飛節後腫の症状としては、踵骨遠位部の硬化腫脹を特徴とし、超音波検査(Ultrasonography)によって正確な病態把握と羅患範囲を確かめます。飛節屈曲試験(Hock flexion test)における陽性反応は信頼性が低いため、腫脹と跛行疼痛の因果関係(Causality)を証明するためには、患部の直接圧迫(Direct digital manupulation)によって跛行が悪化する所見を確認したり、腫脹部への浸潤麻酔(Infiltration anesthesia)を介して跛行の改善を確かめる診断法が有効です。また、レントゲン検査(Radiography)や下部飛節関節(Lower hock joints)の関節麻酔(Joint block)を用いて、飛節部における他の疼痛性疾患を除外診断(Rule-out)することも重要です。健常馬にも見られる第四中足骨(Fourth metatarsal bone)の近位部肥大(Proximal enlargement)が飛節後腫と誤診される可能性も指摘されています。
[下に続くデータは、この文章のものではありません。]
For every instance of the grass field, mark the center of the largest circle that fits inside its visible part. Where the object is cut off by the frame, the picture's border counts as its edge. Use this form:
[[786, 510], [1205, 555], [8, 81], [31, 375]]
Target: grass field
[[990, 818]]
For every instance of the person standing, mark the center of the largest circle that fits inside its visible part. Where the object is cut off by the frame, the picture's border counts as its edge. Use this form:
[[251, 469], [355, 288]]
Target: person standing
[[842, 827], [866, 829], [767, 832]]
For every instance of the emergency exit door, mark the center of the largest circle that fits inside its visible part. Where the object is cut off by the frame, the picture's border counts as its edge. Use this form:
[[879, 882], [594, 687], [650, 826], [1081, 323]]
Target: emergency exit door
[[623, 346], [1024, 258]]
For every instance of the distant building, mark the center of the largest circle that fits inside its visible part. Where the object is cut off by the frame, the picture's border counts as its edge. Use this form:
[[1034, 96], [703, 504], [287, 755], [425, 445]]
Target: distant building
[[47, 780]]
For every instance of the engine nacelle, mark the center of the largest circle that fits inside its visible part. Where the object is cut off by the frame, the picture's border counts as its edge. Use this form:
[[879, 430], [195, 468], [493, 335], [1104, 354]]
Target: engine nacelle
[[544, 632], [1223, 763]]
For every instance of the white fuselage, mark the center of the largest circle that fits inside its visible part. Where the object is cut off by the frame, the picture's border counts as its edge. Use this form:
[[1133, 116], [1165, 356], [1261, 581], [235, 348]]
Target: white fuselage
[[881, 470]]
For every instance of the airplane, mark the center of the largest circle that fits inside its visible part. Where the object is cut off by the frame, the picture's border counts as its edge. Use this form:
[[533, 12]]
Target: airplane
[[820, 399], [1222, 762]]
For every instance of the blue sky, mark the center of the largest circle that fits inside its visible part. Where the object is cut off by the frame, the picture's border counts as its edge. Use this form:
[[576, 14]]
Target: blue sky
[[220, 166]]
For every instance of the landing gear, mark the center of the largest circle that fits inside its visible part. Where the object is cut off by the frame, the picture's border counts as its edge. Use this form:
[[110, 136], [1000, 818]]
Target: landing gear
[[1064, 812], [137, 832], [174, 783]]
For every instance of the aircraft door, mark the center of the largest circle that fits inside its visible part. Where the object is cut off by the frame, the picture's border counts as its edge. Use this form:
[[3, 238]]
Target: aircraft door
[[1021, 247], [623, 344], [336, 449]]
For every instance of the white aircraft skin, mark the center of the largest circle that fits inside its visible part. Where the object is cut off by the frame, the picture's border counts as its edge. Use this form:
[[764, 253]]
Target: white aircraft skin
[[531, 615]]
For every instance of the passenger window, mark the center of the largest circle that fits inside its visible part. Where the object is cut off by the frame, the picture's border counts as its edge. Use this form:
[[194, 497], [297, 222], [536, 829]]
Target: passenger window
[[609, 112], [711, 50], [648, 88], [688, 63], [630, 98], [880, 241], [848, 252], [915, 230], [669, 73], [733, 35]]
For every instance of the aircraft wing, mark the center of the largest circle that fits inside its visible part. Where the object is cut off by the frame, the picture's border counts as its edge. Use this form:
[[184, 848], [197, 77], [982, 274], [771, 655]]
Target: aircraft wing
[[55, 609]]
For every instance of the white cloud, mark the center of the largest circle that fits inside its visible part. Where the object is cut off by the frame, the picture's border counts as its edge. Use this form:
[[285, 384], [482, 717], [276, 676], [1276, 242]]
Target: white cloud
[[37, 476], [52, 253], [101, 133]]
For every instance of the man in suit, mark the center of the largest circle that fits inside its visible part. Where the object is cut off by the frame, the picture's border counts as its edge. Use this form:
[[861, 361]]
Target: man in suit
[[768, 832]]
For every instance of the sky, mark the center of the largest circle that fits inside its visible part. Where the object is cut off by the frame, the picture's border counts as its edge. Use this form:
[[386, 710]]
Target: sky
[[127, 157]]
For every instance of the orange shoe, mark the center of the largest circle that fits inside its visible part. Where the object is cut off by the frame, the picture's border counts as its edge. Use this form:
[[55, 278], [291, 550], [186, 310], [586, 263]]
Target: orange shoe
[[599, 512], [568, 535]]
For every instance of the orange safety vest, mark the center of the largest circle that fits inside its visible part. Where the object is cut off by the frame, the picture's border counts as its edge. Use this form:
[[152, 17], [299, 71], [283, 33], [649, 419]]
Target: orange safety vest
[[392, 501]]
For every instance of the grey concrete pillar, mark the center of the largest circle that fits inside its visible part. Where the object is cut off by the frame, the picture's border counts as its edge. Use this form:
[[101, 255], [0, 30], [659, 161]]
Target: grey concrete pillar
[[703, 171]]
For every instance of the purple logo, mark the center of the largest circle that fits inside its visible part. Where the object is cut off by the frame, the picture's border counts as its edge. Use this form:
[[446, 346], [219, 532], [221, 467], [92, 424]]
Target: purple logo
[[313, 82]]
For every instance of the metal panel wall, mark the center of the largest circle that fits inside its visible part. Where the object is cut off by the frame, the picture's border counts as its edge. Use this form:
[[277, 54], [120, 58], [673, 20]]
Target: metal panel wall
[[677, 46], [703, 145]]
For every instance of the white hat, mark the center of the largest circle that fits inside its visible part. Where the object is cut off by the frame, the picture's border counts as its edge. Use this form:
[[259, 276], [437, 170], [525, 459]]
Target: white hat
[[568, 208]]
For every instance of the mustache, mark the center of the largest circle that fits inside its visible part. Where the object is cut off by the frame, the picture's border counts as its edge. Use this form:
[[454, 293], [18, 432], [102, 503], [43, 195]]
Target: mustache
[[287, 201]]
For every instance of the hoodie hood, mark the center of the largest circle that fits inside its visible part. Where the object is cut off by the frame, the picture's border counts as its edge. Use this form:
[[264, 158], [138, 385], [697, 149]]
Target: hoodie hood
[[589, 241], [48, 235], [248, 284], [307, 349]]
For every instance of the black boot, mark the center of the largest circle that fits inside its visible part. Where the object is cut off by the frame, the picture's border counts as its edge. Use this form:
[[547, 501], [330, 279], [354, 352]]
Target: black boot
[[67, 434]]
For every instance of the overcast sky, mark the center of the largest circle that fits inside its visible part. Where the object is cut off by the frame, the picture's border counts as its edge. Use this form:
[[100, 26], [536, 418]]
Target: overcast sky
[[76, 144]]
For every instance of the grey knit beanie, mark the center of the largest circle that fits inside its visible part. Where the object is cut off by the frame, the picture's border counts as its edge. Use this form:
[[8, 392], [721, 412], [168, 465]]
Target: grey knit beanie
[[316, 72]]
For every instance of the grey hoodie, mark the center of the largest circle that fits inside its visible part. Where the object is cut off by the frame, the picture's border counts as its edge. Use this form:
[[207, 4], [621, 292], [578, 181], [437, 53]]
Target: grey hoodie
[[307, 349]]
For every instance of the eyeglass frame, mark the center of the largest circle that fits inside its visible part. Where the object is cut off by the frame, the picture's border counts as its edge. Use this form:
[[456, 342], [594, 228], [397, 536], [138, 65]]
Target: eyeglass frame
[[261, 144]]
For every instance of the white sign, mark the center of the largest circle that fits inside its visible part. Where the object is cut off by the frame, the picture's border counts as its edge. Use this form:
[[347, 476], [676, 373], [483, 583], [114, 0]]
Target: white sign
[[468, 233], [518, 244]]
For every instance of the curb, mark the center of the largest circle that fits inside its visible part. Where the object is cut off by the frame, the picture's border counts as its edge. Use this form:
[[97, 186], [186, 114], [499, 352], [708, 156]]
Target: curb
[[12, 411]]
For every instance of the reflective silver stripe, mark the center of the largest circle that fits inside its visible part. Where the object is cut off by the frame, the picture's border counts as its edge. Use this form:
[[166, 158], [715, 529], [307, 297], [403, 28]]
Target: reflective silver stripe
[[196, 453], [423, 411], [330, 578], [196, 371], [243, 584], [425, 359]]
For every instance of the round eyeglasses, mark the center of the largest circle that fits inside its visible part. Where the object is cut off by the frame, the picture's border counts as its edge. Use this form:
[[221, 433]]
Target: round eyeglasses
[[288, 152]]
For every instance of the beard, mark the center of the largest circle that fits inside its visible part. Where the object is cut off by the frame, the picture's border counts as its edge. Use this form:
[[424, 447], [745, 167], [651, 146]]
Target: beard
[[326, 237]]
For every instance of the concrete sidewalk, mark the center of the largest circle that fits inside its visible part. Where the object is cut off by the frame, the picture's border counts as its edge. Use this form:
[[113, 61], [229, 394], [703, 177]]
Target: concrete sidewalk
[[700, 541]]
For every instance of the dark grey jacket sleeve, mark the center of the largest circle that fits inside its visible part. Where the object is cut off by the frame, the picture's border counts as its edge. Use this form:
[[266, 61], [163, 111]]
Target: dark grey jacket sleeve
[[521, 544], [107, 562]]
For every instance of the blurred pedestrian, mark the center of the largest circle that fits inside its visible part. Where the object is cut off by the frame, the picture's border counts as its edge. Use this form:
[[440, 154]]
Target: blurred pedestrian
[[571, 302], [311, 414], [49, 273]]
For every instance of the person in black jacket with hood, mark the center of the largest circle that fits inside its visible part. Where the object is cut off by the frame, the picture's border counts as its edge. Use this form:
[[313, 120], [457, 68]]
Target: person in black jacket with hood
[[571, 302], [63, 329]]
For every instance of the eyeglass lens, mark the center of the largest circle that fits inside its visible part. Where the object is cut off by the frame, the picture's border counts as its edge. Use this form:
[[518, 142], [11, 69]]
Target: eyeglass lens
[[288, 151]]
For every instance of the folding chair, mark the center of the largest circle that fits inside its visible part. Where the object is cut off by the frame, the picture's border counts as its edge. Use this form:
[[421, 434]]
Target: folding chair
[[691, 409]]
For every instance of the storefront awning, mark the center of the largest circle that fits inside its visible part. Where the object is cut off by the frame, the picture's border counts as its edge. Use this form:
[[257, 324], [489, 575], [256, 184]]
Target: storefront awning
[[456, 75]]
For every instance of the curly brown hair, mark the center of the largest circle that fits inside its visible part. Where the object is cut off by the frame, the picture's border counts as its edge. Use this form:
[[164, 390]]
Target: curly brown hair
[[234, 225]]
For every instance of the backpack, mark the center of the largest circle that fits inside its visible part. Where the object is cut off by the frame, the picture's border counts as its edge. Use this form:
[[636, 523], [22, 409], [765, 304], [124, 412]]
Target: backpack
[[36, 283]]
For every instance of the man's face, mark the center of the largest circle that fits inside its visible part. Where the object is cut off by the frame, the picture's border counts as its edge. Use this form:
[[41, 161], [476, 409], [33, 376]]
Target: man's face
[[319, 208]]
飛節後腫の外観を示した症例において、最も多い病態は腱や靭帯組織の異常を伴わない腱周囲炎および靭帯周囲炎であることが報告されており、通常は軽度の跛行(Mild lameness)を示し、高速運動中のみに歩様異常が認められる症例もあります。腱および靭帯の周囲炎においては、急性期の超音波検査では無エコー性の液体貯留(Anechoic fluid accumulation)が見られるのに対して、慢性期では高エコー性の腫脹(Hyperechoic swelling)を呈します。一方、浅屈腱炎による飛節後腫は、腱周囲炎および靭帯周囲炎に併発または続発することが一般的で、跛行は軽度にとどまりますが、深屈腱炎による飛節後腫は、腱周囲炎および靭帯周囲炎に併せて、重度の飛節腱鞘炎(Tarsal tenosynovitis)による腱鞘膨満(Sheath effusion)を示すことが知られています。長底側靭帯炎による飛節後腫は、腱周囲炎、靭帯周囲炎、浅屈腱炎などと併行して発症する場合が多く、広範囲にわたる硬化腫脹を呈する症例が一般的ですが、超音波検査によって靭帯炎と靭帯肥大(Ligament enlargement)の鑑別診断を行うことが大切です。

飛節後腫の治療としては、急性期病態では馬房休養(Stall rest)を主な治療方針とし、特に深屈腱炎による飛節後腫では、半年近い休養を要する場合もあります。内科的治療では、冷水療法(Cold hydrotherapy)と非ステロイド系抗炎症剤(Non-steroidal anti-inflammatory drugs)の全身投与(Systemic administration)に併せて、コルチコステロイドの病巣内投与(Intra-lesional injection)が行われる場合もありますが、この療法は、深屈腱炎や長底側靭帯炎に起因する飛節後腫に対しては、治療効果が低い可能性が示唆されています。また、慢性経過をとった症例においては、焼烙療法(Pin firing)と衝撃波療法(Shock wave therapy)等も経験的に用いられていますが、治療効果が科学的には証明されていないため、実施には賛否両論(Controversy)があります。